Log-Structured-Merge (LSM) Trees are a set of data-structures and algorithms for extremely fast writes in database systems.
Core Ideas #
- Write-ahead logs for durability
- Memtables for fast, in-memory writes
- SSTables for persisting memtables to disk
- Compaction to merge and replace sets of SSTables into smaller sets of SSTables for faster reads and reduction of storage bloat.
We'll not talk about implementation details for Memtables and SSTables in much depth in this one, but basically:
- Memtables are in-memory, implemented most often as Skip Lists, sometimes are Trees.
- SSTables are on-disk, immutable. Besides the core (key -> value changeset), they contain:
- Bloom filters for pruning tableset to read for a certain key.
- An index (on primary key) for fast K -> offset lookup during reads.
Compaction #
So, we're optimizing writes by storing value or partial updates to values (depending on database model, K-V or K-Row). And so, we're going to have an increasing amount of fragmentation right?
Say over a day a key is updated 10 times. These writes are amplified to several SSTables depending on the spacing of these updates. Then in the future we have to go through all of these SSTables (filtered, of course, through bloom-filters built into the SSTable) containing updates for this value to compute the actual value. Not very optimal.
This is how we arrive at compaction. Periodically, an LSM tree will take a subset of its SSTables, merge them to eliminate old invalidated updates and #tombstones, and write this merged SSTable* to replace the merge subset.
The exact mechanics of compaction are nuanced and not something I'll go into right now (because I'm not too familiar myself), but in short you use heuristics like merging across generations (levels) to maximise utility.
Note: There may be one or more merged SSTables, with splitting across keysets possibly.
Tombstones #
How do you delete a value in an LSM tree? Well, SSTables are immutable, can't go to them and delete values. What you do instead: add an entry for tombstoning k -> DELETE, for example. This marks a deletion or a tombstone. Then at time of compaction the LSM tree can get rid of the key in the compacted table.
Write Path #
Write -> WAL -> Memtable -> flush (batch, async) -> SSTable
Read Path #
Memtable -> SSTables (new -> old, prune with bloom filter)
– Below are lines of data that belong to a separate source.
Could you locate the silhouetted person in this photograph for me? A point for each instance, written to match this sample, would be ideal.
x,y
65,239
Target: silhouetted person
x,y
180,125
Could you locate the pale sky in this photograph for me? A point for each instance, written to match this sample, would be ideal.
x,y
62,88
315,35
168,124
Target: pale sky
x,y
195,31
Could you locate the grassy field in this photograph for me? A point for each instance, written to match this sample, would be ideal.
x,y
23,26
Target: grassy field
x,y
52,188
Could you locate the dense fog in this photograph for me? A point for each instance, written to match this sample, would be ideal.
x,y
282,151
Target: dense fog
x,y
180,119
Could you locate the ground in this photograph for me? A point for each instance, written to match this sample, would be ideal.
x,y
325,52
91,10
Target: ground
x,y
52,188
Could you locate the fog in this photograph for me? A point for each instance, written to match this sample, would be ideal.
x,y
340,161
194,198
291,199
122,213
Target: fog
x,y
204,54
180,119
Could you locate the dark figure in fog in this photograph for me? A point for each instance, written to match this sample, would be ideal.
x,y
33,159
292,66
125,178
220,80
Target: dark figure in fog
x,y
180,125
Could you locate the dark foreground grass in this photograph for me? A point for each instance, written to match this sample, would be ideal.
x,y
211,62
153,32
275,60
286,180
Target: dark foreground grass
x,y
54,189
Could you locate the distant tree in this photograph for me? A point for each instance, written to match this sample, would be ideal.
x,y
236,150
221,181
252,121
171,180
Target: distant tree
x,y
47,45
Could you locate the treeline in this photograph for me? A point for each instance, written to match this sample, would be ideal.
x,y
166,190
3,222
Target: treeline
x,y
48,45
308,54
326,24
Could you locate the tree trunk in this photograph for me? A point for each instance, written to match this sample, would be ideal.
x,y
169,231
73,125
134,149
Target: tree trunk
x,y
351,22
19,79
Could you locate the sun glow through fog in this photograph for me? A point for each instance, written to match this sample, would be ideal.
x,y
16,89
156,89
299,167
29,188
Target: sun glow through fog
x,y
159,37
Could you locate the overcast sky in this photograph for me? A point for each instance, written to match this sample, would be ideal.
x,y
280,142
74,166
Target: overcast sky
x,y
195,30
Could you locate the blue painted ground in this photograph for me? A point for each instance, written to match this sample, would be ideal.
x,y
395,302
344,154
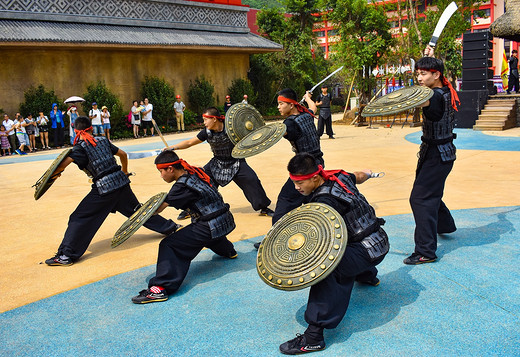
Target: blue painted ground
x,y
466,304
467,139
51,155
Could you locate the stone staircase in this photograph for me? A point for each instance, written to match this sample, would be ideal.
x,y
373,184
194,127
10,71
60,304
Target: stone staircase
x,y
498,114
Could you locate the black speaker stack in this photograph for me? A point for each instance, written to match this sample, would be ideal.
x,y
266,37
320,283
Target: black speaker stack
x,y
477,77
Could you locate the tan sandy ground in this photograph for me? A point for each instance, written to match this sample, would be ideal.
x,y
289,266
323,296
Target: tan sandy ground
x,y
32,230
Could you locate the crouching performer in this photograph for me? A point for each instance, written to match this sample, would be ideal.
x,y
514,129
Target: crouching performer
x,y
367,246
211,221
110,192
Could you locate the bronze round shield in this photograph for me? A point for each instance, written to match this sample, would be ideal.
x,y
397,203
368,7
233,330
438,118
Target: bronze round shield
x,y
302,248
259,140
46,181
398,101
135,221
242,119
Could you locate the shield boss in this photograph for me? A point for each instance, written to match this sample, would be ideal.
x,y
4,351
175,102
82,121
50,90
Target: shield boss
x,y
259,140
398,101
302,248
241,119
135,221
45,182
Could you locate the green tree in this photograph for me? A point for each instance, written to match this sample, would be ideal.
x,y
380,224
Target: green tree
x,y
38,99
238,88
365,37
200,94
449,47
295,66
103,96
162,96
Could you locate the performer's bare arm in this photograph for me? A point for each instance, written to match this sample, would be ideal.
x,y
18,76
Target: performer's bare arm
x,y
61,168
362,176
184,144
124,160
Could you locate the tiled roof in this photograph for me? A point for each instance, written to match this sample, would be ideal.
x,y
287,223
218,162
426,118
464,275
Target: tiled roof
x,y
42,31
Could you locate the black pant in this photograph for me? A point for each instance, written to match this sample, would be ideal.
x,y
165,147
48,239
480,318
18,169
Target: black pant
x,y
58,136
430,213
177,250
92,211
329,299
513,82
325,120
250,184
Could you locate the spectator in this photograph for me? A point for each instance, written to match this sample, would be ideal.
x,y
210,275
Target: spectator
x,y
56,116
179,113
227,103
43,127
4,141
105,114
31,131
136,118
10,130
73,115
325,118
95,116
147,116
21,135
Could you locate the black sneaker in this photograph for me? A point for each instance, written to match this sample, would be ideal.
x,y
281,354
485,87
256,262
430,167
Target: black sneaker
x,y
59,260
374,282
299,345
183,215
266,212
153,294
416,259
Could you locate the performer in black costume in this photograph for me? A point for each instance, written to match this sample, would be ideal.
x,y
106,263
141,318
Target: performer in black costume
x,y
110,192
367,246
211,221
436,157
325,119
223,168
302,134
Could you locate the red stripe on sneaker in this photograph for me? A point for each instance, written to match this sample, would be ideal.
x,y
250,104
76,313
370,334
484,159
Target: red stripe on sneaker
x,y
156,289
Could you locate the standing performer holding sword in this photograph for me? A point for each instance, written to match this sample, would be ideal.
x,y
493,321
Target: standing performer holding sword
x,y
436,154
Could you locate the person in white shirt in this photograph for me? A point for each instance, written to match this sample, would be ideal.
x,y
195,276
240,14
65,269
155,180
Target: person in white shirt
x,y
179,113
95,116
147,116
9,128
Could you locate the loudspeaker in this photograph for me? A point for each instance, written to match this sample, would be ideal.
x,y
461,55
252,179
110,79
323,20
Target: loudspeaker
x,y
477,45
471,103
477,74
477,63
476,54
477,36
486,85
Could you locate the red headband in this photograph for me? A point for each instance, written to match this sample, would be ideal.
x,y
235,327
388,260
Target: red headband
x,y
326,174
219,117
84,135
445,82
298,106
191,169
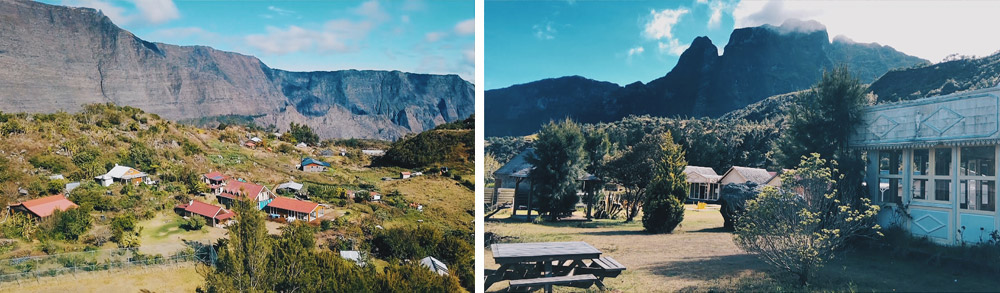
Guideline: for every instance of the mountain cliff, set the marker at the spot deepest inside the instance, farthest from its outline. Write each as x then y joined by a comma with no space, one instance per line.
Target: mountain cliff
60,58
758,62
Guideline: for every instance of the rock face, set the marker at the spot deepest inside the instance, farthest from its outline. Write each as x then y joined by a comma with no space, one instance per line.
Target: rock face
60,58
758,62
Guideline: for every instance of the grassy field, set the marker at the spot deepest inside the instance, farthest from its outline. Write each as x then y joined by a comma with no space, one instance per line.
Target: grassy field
700,256
163,234
180,278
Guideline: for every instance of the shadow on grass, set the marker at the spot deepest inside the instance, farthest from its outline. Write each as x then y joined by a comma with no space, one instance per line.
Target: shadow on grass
711,230
618,233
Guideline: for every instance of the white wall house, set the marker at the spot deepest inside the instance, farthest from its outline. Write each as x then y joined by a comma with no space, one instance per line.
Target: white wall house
937,158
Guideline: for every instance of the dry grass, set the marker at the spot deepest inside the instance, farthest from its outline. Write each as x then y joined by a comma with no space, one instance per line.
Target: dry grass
180,278
700,256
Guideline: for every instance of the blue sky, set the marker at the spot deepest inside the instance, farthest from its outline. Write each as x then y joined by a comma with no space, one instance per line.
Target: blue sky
408,35
628,41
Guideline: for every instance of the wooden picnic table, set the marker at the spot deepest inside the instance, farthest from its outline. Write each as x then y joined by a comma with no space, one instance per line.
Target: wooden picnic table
540,259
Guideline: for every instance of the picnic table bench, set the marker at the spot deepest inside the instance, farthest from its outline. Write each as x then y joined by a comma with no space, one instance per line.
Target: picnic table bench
532,266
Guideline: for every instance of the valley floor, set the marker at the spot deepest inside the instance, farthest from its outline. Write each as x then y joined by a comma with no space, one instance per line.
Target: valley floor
168,278
701,256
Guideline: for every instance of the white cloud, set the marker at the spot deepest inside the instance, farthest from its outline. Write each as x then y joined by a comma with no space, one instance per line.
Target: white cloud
466,27
659,27
673,46
716,17
146,11
414,5
544,31
661,23
636,51
280,11
337,35
434,36
157,11
182,32
926,29
372,10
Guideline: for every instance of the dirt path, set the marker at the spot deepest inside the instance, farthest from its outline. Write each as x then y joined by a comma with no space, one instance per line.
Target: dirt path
699,252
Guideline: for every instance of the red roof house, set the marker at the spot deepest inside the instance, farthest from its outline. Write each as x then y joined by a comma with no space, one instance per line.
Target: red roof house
213,214
44,207
287,207
239,190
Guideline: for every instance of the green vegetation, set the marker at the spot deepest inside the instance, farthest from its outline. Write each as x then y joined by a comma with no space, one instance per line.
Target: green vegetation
301,133
559,160
821,121
663,207
251,260
66,225
442,147
799,232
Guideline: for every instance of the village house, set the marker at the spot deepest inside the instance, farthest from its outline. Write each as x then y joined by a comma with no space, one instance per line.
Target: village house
512,178
312,165
215,216
353,256
291,187
703,183
43,207
373,153
292,209
238,190
434,265
932,164
123,174
215,180
741,175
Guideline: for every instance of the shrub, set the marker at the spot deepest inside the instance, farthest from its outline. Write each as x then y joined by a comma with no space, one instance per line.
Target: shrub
733,198
125,231
193,223
53,163
800,232
69,224
663,208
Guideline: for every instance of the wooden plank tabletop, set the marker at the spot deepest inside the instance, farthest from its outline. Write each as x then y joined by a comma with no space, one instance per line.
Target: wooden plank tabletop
543,251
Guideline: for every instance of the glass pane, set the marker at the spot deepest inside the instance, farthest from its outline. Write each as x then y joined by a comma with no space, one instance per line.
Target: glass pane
942,162
890,162
890,190
978,161
921,162
919,188
978,195
942,190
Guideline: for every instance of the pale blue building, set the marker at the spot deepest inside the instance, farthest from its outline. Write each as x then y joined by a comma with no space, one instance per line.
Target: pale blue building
932,164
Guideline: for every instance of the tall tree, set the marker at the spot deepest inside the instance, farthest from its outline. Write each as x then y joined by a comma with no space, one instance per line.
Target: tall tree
821,121
559,160
663,208
596,146
243,259
631,169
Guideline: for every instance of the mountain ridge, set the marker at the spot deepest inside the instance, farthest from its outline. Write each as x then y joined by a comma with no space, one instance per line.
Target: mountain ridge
60,58
758,62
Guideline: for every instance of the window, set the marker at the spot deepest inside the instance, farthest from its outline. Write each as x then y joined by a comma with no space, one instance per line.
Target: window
977,195
931,170
890,170
978,161
890,162
921,162
977,179
919,188
942,162
942,190
890,190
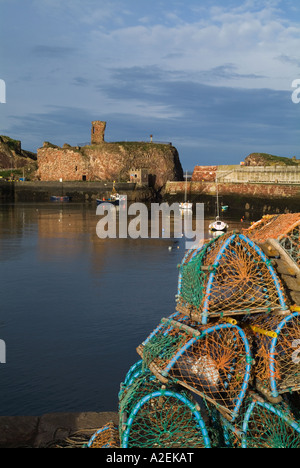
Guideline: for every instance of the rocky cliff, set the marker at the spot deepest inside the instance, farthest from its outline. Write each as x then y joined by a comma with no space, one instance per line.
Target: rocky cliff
109,161
265,159
12,155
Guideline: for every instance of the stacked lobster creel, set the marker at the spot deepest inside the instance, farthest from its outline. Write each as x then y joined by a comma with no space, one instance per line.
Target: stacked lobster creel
152,415
219,345
227,289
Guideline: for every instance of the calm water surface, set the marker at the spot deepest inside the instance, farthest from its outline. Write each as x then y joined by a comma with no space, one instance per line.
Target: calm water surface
75,307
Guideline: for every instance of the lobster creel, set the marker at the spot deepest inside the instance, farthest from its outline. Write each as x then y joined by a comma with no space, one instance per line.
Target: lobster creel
211,361
154,416
230,275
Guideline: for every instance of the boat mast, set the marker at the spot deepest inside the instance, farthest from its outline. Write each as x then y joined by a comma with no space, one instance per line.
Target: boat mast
217,192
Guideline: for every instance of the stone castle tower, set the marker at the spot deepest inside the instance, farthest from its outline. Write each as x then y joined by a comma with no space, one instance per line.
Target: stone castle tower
97,133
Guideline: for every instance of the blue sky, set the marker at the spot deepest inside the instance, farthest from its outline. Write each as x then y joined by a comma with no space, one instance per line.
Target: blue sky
212,77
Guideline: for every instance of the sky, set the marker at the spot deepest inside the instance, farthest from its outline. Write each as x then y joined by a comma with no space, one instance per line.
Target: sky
212,77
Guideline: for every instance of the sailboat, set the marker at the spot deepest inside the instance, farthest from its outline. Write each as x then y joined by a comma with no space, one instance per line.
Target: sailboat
185,205
114,197
218,225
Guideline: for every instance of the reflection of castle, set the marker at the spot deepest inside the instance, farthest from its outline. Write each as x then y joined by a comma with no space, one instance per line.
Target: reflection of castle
104,161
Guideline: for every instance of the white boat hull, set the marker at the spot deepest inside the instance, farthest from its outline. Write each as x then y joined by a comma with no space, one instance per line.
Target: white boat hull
218,226
185,206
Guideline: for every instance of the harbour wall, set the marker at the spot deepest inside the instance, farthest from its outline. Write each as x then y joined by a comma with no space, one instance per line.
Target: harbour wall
239,196
41,191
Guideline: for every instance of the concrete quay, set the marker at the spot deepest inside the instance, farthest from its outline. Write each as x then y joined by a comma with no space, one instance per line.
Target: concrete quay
50,429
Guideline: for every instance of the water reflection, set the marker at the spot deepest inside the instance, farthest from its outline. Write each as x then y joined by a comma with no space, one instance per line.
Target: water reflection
74,307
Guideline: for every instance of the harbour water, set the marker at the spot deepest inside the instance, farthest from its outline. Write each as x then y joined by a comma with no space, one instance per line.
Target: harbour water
75,307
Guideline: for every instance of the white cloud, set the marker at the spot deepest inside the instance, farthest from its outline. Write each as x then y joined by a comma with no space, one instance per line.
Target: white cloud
251,39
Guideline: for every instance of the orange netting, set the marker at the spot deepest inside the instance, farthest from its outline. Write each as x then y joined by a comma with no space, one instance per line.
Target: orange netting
212,361
230,275
277,343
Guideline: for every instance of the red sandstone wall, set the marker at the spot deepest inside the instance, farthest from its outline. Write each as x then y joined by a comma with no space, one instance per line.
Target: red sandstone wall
259,190
108,162
56,163
204,173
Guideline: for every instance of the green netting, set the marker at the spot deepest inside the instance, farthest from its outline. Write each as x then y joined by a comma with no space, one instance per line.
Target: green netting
152,416
212,361
262,425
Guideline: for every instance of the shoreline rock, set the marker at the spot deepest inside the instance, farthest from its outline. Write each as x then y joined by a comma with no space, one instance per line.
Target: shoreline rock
42,431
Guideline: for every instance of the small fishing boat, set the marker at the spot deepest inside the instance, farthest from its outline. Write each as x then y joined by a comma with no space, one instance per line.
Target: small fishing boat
115,200
58,198
218,225
185,205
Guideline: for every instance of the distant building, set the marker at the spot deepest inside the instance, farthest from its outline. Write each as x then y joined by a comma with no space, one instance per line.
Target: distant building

- Reading each SSTable would be expensive right? Thank bloom-filters, each SSTable will have one for quickly checking if it contains some key or not. So, in practice, we'll only hit a small fraction of SSTables.
Advantages and tradeoffs #
- Super fast writes! You're just pushing to a WAL and modifying an in-memory memtable, very minimal sync disk I/O.
- Flush is fast too! Sequential, no random writes.
- Good for horizontal scaling: just introduce a partioning key (to send to node) and a sort key (organise within node/LSM tree).
- Reads are not as simple as a b-tree, as they're amplified over the complete set of relevant SSTables (pruned by their bloom filters)
- Reads are not as flexible as a traditional model: they MUST use the primary key or do full SCANs.
- Secondary keys are not so simple in database systems that use LSM trees (DynamoDB, Apache Cassandra, Google Bigtable, Hbase).
- While secondary indexes exist, they're not as simple and efficient as in other systems.
- Compaction => write amplification (async)
- Compaction can be tuned to workload and constraints: I/O, CPU vs read cost.